U.S. stock indexes fell on Wednesday as a rally in growth shares faded and Target slumped after the retailer became the latest victim of surging prices.
Shares of Target Corp fell 25.1% to the bottom of the S&P 500 after its first-quarter profit halved and the company warned of a bigger margin hit on rising fuel and freight costs.
Shares of other retailers such as Walmart Inc, Gap Inc, Kohl’s Corp, Nordstrom Inc, Costco , Best Buy, Macy’s Inc and Dollar General Corp dropped between 4.1% and 11.8%.
All of the 11 major S&P sectors declined in morning trade, with consumer staples and consumer discretionary sectors down 3.5% each.
“Input costs are very important for retailers.
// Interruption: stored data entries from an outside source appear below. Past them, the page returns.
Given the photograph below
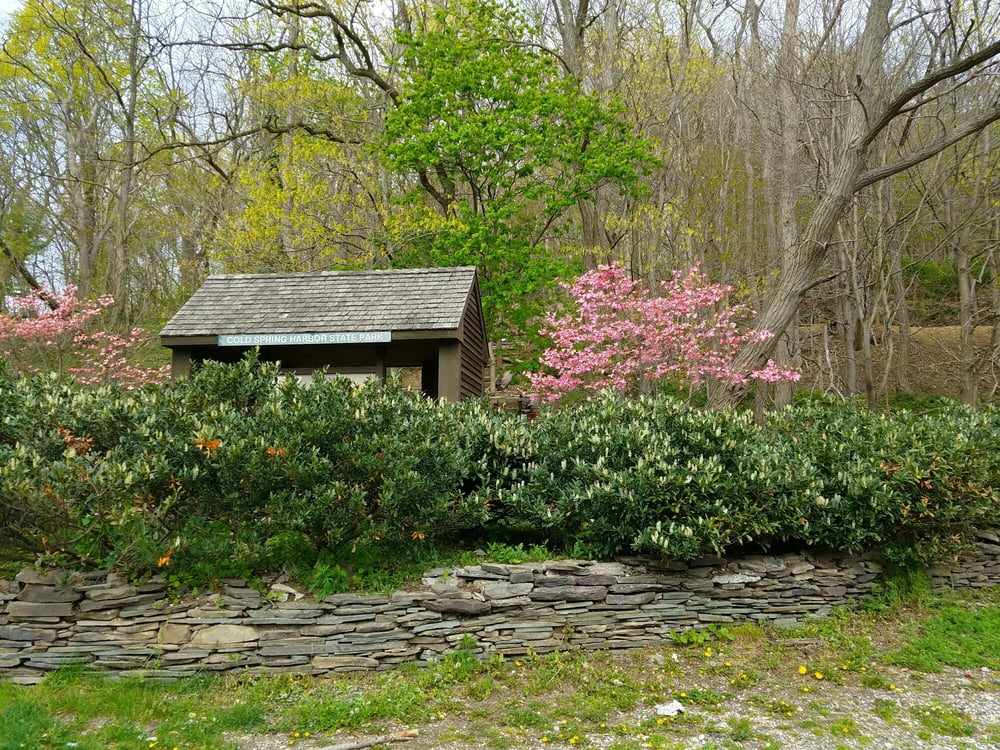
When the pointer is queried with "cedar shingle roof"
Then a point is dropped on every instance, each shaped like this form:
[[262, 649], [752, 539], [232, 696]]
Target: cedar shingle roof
[[423, 299]]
Until the supply chain disruption is sorted and labor costs come down, we’re going to continue to see retailers struggle,” Brooke May, managing partner at Evans May Wealth in Indianapolis, said.
Rising inflation, the conflict in Ukraine, prolonged supply chain snarls, pandemic-related lockdowns in China and prospects of aggressive policy tightening by central banks have weighed on the markets recently, stoking concerns about a global economic slowdown.
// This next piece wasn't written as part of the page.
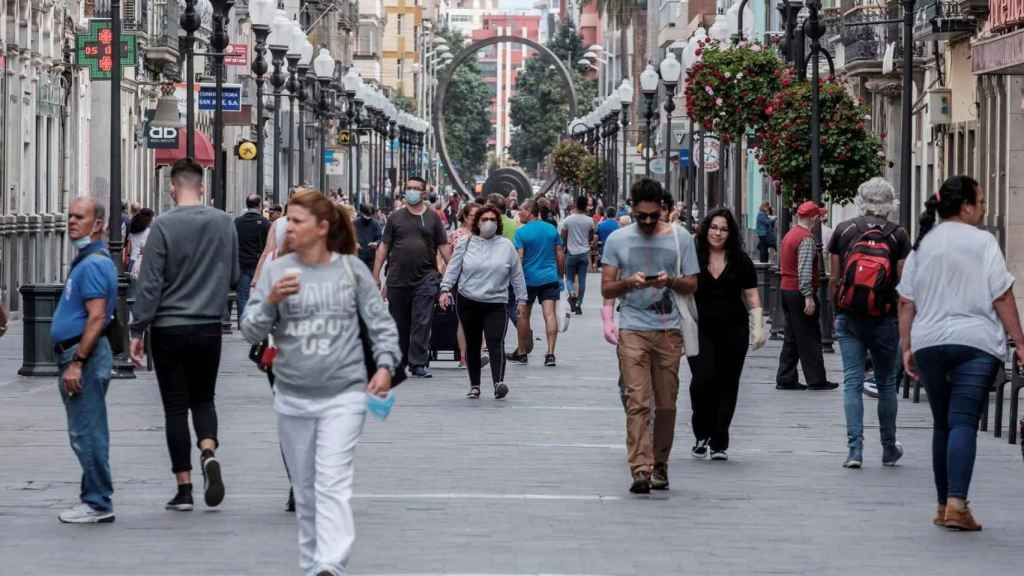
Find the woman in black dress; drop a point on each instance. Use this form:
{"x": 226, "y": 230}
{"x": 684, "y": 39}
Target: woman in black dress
{"x": 730, "y": 319}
Federal Reserve Chair Jerome Powell told the Wall Street Journal on Tuesday that the U.S central bank will keep “pushing” on rate hikes until it sees inflation move down in a “clear and convincing way”, not hesitating to move more aggressively if that does not happen.
Traders are pricing in 50 basis point interest rate hikes by the Fed in June and July.
“The market is very concerned about higher rates and the Fed potentially overshooting and softening the economy,” May said.
“Higher rates will obviously eat into retail spending, in addition to corporate profits, and the market is just trying to digest that.”
The S&P 500 is down 15.6% so far in 2022 and the Nasdaq has fallen more than 24%, hit by growth stocks.
Rate-sensitive Big Tech and growth companies such as Microsoft Corp, Apple Inc, Google owner-Alphabet Inc, Meta Platforms, Tesla Inc and Amazon.com fell between 1.7% and 4% after leading a sharp rebound on Wall Street in the previous session.
At 10:09 a.m. ET, the Dow Jones Industrial Average was down 488.86 points, or 1.50%, at 32,165.73, the S&P 500 was down 69.72 points, or 1.71%, at 4,019.13, and the Nasdaq Composite was down 203.08 points, or 1.69%, at 11,781.44.
Lowe’s Cos Inc fell 2.1% after reporting a bigger-than-expected drop in same-store sales, as demand eased for its home-improvement tools and building materials from pandemic highs.
However, TJX Cos Inc climbed 11% after the discount store operator forecast upbeat annual profit helped by price increases.
The CBOE volatility index, also known as Wall Street’s fear gauge, rose to 27.84 points, after falling for six straight sessions.
Declining issues outnumbered advancers for a 2.76-to-1 ratio on the NYSE and a 1.94-to-1 ratio on the Nasdaq.
The S&P index recorded one new 52-week high and 30 new lows, while the Nasdaq recorded 26 new highs and 90 new lows.